You can click here to see some photos.
I will admit at the outset that my threshold for being impressed is set very high. There are a number of obstacles inherent to the idea of a downtown library becoming a destination spot for me. Top of that list is the fact that it is, well, downtown. I loathe driving around looking for parking. I hate paying for parking. But that's what "downtown" means in Billings, Montana. There are ultimate plans for tearing down the old library and replacing it with a parking garage, and that is something very much needed.
Indeed, I had to drive around looking for parking. There is a small lot just across the street that says, "Library Parking." Upon pulling in, the signs at each space say, "Permit Required Over Two Hours." That's grammatically ambiguous. I took that to mean that you only need a permit if you stay over two hours. Then another sign says, "Prepayment Required." Hmm. Okay. Now I have no idea whether I can park here or not. I cannot see a kiosk anyway to pay to get a permit, and the wind chill happens to be -18 degrees, so I don't feel like unnecessarily walking around. I end up finding a metered space on an adjacent street. 50 cents per hour.
Upon entering the library, I am actually a bit surprised at how "cold" the interior decor is, magnified by the fact that I just stepped in from -18. Hard surfaces everywhere, very little soft. The stairs are exposed concrete. A small coffee bar (privately run) is located to the right as you enter the 6th Avenue entrance (the only entrance open, at this point). Seating is limited but the furniture doesn't have the look of comfort anyway.
This is a modern building: lots of sleek metal and glass and very high ceilings. Think Apple aluminum and glass, spotted with seating areas of brightly colored sleek chairs. Inviting enough. It reminds me very much of the Student Union building at the University of Aberdeen in Scotland - a contemporary European style. When it comes to libraries, I confess to liking the old European style much better.
The second floor particularly invites. The vast windows to the east serve to highlight the Big Sky in all its glory. Superb idea, as was the idea of putting a lovely seating area in the northeast corner. I was drawn to it. The windows to the north are also huge, but for some architectural reason they chose to put "scrim," a sort of see-through metallic shield in front of those windows. I cannot fathom why. It is not as though north-facing windows in Montana get an excess of sunlight. All it does is obscure a clear view of the rims and the airport.
Did I mention the new library is huge? Well, it is. 65,000 square feet, I believe. The shelves of actual books are probably only 40-50% full. It looks empty. Lots of room for expansion. I don't know what the budget is for new books and collections, but without it being significant they'll have trouble filling the shelves.

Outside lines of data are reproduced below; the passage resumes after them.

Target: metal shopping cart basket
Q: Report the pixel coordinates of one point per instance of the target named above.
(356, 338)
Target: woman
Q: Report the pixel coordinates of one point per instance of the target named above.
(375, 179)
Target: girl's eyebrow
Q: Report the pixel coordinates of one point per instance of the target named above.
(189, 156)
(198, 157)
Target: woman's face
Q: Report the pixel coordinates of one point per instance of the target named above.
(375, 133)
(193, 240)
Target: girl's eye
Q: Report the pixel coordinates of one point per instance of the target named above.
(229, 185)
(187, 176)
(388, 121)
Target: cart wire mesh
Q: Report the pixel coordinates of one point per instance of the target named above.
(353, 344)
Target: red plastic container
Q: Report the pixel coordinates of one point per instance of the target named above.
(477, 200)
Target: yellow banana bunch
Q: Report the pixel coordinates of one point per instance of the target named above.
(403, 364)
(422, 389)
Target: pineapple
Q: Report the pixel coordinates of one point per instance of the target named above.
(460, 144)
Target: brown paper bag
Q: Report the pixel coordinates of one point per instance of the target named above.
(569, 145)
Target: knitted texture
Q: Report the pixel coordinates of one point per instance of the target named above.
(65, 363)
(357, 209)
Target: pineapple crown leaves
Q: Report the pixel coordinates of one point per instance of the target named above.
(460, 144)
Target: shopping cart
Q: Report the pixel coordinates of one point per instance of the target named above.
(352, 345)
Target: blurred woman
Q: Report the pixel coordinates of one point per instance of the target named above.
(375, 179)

If I could get over the hassle of parking, I could certainly see myself working in this environment. So I decided to give it a shot. Settling down into a chair in the northeast corner, the one with the spectacular view, I fired up my computer to dispose of a number of quick emails. Except that the Wi-Fi doesn't work. It says it works, mind you, but it doesn't work. There is no "Terms and Conditions" page, no sign-in page, nothing. But not a single webpage is accessible and no email can be downloaded. Maybe it's just a problem with my laptop WiFi settings, right? So I try two more devices, my iPhone and my iPad. Nada. Nothing. Zilch.

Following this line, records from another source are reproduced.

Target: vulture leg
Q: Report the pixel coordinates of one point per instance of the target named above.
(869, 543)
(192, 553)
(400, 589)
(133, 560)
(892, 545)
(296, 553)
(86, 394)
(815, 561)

Well, there goes my productivity, there goes my patience, and there goes my use for the library.
I remember thinking as I walked through the cavernous space that it reminded me of a sleek airport terminal. Now it doubly reminds me. Is there anything worse than airport Wi-Fi?

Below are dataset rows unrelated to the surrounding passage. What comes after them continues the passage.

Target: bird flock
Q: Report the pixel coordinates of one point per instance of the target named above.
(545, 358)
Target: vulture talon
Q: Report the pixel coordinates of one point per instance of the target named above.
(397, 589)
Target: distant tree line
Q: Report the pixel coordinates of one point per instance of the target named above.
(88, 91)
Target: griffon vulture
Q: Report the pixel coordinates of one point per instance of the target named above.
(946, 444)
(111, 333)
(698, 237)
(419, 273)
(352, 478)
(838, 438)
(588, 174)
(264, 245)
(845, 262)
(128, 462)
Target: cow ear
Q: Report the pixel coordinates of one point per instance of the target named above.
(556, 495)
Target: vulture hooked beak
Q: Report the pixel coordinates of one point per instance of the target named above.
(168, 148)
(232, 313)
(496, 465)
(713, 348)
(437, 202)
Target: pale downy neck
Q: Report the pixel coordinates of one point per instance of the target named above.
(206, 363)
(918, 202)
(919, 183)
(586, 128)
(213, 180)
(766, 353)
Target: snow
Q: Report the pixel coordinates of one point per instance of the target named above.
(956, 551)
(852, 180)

Sorry. I don't have the time to hassle with Internet problems. I'm not going to go to the desk so somebody can call somebody who can call somebody. A couple of years ago I stopped frequenting a wonderful coffee shop location because for some reason there was always Wi-Fi problems, and I'm afraid the Parmly Billings Library blew it with me on the very first impression.
I am not saying I will never go back, but it seems unlikely. I can't really imagine calling down there to ask if the Wi-Fi is working before bothering with the parking. And that's really what it would take.
On the other hand, if you're looking for a traditional, check-out-some-books library, the new Parmly is a vast improvement over the old.